On Monday, the Justice Ministry and the courts put out their annual report about the special courts for migrants’ handling of a variety of cases.
This came only two weeks after the Hotline for Refugees and Migrants put out its own annual report about the treatment of migrants.
The dueling reports talk about many of the same facts, but focus on very different issues.

For example, the courts report stated that the number of migrants in detention dropped from 132 in the Saharonim Detention Center and 3,106 in the Givon Detention Center in 2019 to Saharonim getting closed in 2020 and 841 in Givon.
While the Hotline confirmed these facts, it added that many migrants, both African and Asian, were held in detention in 2020 and 2021 for months at a time after agreeing to be deported to their country of origin.
The courts’ report portrays the judges as highly efficient in that eight judges handled 3,351 cases over the last two years.
But the NGO’s report depicts the judges as lacking sufficient humanity and a big picture view, such that they allowed two Vietnamese migrants to languish for four months after the migrants had agreed to be deported in August-September 2020.
In many cases, the reason for delayed deportation has been special corona-era related obstacles in flying and specific repeated canceled flights.
Yet, in the case of these two Vietnamese migrants, the state failed to even communicate to the Vietnamese Embassy that it was seeking to deport them, the Hotline said.
In addition, the Hotline’s report noted a case in which three Russians were held in detention for several months (one of them up to six months) when they were arrested in early 2020 shortly before corona hit in Israel, with the state essentially forgetting they existed.
Besides these extreme cases of the state blatantly neglecting migrants in detention, Hotline spokeswoman Shira Abbo said that if the state tried and could not succeed in getting a migrant a flight to be deported for some period of weeks, the state or the judges should have released that migrant from detention.
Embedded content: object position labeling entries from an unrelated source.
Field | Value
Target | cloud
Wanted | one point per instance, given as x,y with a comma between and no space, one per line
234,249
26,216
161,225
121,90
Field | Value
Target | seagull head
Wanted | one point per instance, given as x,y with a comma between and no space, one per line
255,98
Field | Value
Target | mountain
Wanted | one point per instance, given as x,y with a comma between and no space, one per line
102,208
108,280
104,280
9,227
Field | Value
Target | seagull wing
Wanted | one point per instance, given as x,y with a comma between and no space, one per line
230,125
She said there was no reason for a migrant who was willing to be deported to be held in detention for months at a time if it became clear that it would take that long to get a deportation flight and that migrant court judges were rubber-stamping detention extensions.
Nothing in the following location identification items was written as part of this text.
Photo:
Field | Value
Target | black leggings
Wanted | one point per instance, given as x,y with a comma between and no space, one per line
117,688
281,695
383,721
The courts report said the 3,351 cases it had handled could be broken down as: 1,304 refugee/illegal border crossing, 815 family reunification, 736 humanitarian, 189 other categories of entering-visiting, 77 residency, 70 citizenship, 55 labor or education, 54 child registration as well as some other cases.
Next, the courts’ report and press release praised the institution for quickly establishing an additional specialized wing to deal with corona-specific issues.
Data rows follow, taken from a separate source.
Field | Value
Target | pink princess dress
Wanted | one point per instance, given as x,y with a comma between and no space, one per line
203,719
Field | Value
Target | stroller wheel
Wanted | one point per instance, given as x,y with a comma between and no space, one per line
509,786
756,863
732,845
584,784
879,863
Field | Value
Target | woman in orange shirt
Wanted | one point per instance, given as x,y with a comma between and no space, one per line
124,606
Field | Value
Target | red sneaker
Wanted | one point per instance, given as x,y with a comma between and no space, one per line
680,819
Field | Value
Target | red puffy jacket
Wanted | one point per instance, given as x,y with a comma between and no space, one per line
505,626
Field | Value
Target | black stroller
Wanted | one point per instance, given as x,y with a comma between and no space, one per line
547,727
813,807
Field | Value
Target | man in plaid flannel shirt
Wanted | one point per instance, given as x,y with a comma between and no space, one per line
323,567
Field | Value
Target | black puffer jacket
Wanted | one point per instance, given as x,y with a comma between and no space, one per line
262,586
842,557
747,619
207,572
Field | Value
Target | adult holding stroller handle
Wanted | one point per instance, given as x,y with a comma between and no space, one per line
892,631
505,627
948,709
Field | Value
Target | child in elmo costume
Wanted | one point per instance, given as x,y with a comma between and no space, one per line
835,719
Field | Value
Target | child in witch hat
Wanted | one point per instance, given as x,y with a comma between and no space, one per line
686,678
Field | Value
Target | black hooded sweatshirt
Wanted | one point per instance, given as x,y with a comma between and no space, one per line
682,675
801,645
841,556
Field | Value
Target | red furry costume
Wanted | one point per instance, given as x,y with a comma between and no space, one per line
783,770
Special Migrants Courts Chief Michal Tzuk said the new migrant-focused courts were established around a decade ago “to address the special sensitivities, complexities and uniqueness” of the cases and that, “this purpose of the legislature was fully realized.”
In contrast, the NGO said, “in complete contradiction to the obligations, the public interest and the basic rights of the detained migrants” the state and the courts “left many migrants behind bars for many months,” unnecessarily.
The courts’ report did note that its rulings had led to granting NIS 45 million to migrants and the NGO complimented the state on following the High Court of Justice’s ruling not to hold back any of migrants’ salaries to encourage them to be deported as had been done pre-corona.
Other positives described by the NGO were that the state, at least as long as corona is still occupying its efforts, is not working as aggressively to deport migrants.
Moreover, the state has made no progress in trying to deport migrants to Sudan despite last fall’s normalization deal between Sudan and Israel, which many politicians said would lead to deportations.
Rather, Abbo’s main criticism was about extremely delayed responses to refugee requests and migrants’ rights falling through the cracks of state bureaucracy, such as the migrants who remained in detention for months for no particular reason besides canceled flights, when they had been trying to cooperate in their deportation.